After training, you can run learned agents.

Please replace (log-directory) in the below command with your real log directory. It should be named like acktr_cart_pole-190219-134651-35a14601.

pipenv run python acktr_cart_pole.py eval (log-directory) --render

You can also plot training results in your log directory. This command opens an ipython shell with your log file.

pipenv run python -m rainy.ipython

Then you can plot training rewards via

log = open_log('log-directory')
log.plot_reward(12 * 20, max_steps=int(4e5), title='ACKTR cart pole')

ACKTR cart pole

Run examples with MPI or NCCL

Distributed training is supported via horovod. I recommend installing it in your site-packages(= not in the virtualenv). E.g., if you want to use it with NCLL, you can install it via

sudo env HOROVOD_GPU_ALLREDUCE=NCCL pip3 install --no-cache-dir horovod

Once you install it, you can run the training script using horovodrun command.

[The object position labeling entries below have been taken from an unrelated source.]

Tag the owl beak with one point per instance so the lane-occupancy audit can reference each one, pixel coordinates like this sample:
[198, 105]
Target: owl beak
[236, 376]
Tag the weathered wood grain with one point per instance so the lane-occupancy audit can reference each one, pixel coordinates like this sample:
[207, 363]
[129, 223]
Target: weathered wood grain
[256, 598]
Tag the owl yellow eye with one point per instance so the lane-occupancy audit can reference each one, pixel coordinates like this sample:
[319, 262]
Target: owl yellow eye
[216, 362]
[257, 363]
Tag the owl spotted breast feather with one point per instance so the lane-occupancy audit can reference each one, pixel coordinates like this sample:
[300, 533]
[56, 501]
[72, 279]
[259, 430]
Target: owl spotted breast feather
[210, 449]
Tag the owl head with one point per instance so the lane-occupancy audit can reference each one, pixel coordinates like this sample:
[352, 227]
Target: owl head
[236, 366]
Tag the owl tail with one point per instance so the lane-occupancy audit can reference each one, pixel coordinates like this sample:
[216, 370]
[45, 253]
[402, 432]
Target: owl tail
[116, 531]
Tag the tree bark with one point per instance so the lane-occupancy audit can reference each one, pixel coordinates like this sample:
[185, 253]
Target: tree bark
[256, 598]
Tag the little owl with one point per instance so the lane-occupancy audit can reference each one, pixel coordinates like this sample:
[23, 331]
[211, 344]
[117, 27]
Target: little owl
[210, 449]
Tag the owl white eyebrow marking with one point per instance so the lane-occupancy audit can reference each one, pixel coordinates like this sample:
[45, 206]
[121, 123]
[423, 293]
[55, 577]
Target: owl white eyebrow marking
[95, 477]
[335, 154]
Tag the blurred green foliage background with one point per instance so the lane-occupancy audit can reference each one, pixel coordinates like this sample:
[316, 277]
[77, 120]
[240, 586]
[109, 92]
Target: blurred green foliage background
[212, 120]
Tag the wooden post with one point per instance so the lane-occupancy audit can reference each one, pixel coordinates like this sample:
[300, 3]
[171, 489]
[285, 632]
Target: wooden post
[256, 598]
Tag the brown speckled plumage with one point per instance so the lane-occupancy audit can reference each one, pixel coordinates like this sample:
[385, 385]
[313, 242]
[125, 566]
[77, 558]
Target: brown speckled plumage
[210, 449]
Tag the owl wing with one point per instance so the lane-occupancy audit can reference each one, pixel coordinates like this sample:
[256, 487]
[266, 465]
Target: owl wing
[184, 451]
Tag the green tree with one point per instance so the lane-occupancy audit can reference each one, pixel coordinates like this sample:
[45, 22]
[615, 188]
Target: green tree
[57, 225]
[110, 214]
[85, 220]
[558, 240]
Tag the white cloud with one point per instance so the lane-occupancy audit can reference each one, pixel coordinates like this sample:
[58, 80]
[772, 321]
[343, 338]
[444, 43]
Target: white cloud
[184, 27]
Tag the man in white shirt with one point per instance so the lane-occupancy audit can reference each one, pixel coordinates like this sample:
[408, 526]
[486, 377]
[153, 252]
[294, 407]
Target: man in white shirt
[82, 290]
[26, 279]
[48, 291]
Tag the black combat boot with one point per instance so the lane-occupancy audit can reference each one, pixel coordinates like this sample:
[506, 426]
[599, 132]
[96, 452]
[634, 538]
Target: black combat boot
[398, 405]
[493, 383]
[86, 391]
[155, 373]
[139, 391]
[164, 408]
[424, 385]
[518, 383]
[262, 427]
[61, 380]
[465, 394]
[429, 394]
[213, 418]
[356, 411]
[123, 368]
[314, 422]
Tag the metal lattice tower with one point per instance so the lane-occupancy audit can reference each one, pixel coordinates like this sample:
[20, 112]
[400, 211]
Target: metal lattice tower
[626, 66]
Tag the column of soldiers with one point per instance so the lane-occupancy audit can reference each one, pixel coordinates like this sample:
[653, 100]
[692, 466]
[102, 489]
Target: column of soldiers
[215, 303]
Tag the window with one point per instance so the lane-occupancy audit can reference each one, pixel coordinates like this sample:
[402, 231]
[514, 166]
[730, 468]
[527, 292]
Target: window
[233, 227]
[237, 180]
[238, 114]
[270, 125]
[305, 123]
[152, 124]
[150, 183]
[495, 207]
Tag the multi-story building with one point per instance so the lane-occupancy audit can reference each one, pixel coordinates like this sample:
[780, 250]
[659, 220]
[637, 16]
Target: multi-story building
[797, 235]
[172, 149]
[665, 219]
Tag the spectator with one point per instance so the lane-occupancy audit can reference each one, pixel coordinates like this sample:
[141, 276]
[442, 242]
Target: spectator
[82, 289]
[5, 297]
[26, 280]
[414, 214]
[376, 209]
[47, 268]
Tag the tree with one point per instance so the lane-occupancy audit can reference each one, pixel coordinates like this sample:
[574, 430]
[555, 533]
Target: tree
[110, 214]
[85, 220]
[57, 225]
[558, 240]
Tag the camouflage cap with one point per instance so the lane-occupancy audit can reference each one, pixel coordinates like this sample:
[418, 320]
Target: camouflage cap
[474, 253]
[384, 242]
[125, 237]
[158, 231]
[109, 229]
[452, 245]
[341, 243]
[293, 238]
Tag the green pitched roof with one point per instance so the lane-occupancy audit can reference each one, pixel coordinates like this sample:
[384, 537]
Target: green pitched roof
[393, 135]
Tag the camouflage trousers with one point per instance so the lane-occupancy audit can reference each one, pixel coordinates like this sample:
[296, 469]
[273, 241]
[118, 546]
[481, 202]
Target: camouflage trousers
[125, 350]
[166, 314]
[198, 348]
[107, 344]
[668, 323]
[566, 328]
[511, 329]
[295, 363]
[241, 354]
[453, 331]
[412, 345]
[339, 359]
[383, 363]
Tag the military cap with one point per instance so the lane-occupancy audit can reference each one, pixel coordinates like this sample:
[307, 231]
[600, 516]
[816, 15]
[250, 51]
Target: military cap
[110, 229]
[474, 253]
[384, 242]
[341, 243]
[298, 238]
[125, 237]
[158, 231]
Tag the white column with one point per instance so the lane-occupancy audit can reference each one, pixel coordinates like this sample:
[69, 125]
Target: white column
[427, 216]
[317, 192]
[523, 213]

E.g., if you want to use two hosts(localhost and anotherhost) and run ppo_atari.py, use

horovodrun -np 2 -H localhost:1,anotherhost:1 pipenv run python examples/ppo_atari.py train

Override configuration from CLI

Currently, Rainy provides an easy-to-use CLI via click. You can view its usages by, say,

pipenv run python examples/a2c_cart_pole.py --help

This CLI has a simple data-driven interface. I.e., once you fill a config object, then all commands(train, eval, retarain, and etc.) work. So you can start experiments easily without copying and pasting, say, argument parser codes.

However, it has a limitation that you cannot add new options.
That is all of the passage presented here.